Brain games, giochi di memoria, rompicapo, ovvero quei giochi elettronici che si basano sull’abilità di ragionamento, memoria e problem solving che impazzano sulle console domestiche, in primis Nintendo Ds e Nintendo Wii.

Alzi la mano chi non si è mai cimentato in un brain training per poi alla fine vedersi assegnare un’età cerebrale doppia rispetto a quella anagrafica.

Secondo uno studio pubblicato sull’autorevole rivista Pnas – Proceding of the National Academy of Sciences, i giochi allena la mente sono davvero in grado di avere effetti benefici sull’esercizio mentale quotidiano tanto che una “sessione intensiva” produrrebbe miglioramenti delle capacità cerebrali per almeno i 3 mesi successivi.

Lo studio è stato condotto ad Ann Arbor, dai ricercatori dell’Università del Michigan su bambini in età scolare compresa tra gli 8 e i 9 anni. Scopo della ricerca era stabilire se questi giochi elettronici riescono davvero a sviluppare l’intelligenza in una fase di crescita dove lo sviluppo delle capacità mentali e di memoria risponde meglio agli stimoli esterni. Non solo i brain trailer si sono confermati come strumenti utili all’incremento dell’intelligenza ma l’esperimento è stato utile per ipotizzare un indicazione terapeutica nel trattamento di bambini con deficit di attenzione, memoria e lavoro mentale.

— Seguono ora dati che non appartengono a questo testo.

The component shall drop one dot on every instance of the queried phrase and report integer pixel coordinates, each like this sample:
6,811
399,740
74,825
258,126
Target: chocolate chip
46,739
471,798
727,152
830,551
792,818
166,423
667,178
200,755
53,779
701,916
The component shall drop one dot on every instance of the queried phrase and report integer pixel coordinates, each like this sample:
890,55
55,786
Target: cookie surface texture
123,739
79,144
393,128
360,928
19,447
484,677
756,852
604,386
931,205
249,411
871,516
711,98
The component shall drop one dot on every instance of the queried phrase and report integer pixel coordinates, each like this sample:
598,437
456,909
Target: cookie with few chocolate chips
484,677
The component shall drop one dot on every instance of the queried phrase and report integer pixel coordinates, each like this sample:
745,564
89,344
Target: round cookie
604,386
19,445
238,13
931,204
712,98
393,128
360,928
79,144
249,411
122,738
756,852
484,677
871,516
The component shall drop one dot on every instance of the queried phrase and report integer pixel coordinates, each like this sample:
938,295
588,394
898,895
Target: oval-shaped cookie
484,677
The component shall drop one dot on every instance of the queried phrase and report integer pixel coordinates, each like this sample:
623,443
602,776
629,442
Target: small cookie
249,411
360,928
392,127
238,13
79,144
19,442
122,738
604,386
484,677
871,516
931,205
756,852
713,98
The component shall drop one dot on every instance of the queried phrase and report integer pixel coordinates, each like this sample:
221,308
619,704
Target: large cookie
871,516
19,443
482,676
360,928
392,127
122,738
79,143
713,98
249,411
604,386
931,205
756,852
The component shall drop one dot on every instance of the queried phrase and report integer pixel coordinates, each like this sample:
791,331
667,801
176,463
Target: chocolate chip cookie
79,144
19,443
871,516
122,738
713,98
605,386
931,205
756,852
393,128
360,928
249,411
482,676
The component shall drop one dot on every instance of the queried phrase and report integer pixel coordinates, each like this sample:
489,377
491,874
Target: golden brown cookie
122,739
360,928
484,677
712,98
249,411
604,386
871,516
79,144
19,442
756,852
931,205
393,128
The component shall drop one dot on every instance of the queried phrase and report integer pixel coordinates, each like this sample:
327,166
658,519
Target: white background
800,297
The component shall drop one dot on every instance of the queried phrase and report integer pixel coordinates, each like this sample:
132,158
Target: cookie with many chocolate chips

Gli psicologi Susane Jaeggi, Martin Buschkuehl, John Jonides e Priti Shah hanno diviso i bambini in 2 gruppi: il primo ha effettuato test d’intelligenza con i brain games e il secondo si è cimentato con il classico vocabolario e nozioni di cultura generale.

Dopo un mese di esercitazioni, effettuate per 15 minuti al giorni e per 5 giorni alla settimana i dati raccolti hanno confermato che lo sviluppo mentale è dettato dalla risposta individuale di ogni bambino, ma complessivamente ha mostrato come il gruppo che si è cimentato con i giochi elettronici avevano acquisito un’abilità maggiore nel risolvere test sul ragionamento astratto e di problem solving rispetto ai bambini che si erano esercitati con il vocabolario e con la cultura generale. E quello che ha più impressionato è che questa maggiore capacità di ragionamento si è manifestata a oltre 3 mesi dall’esperimento.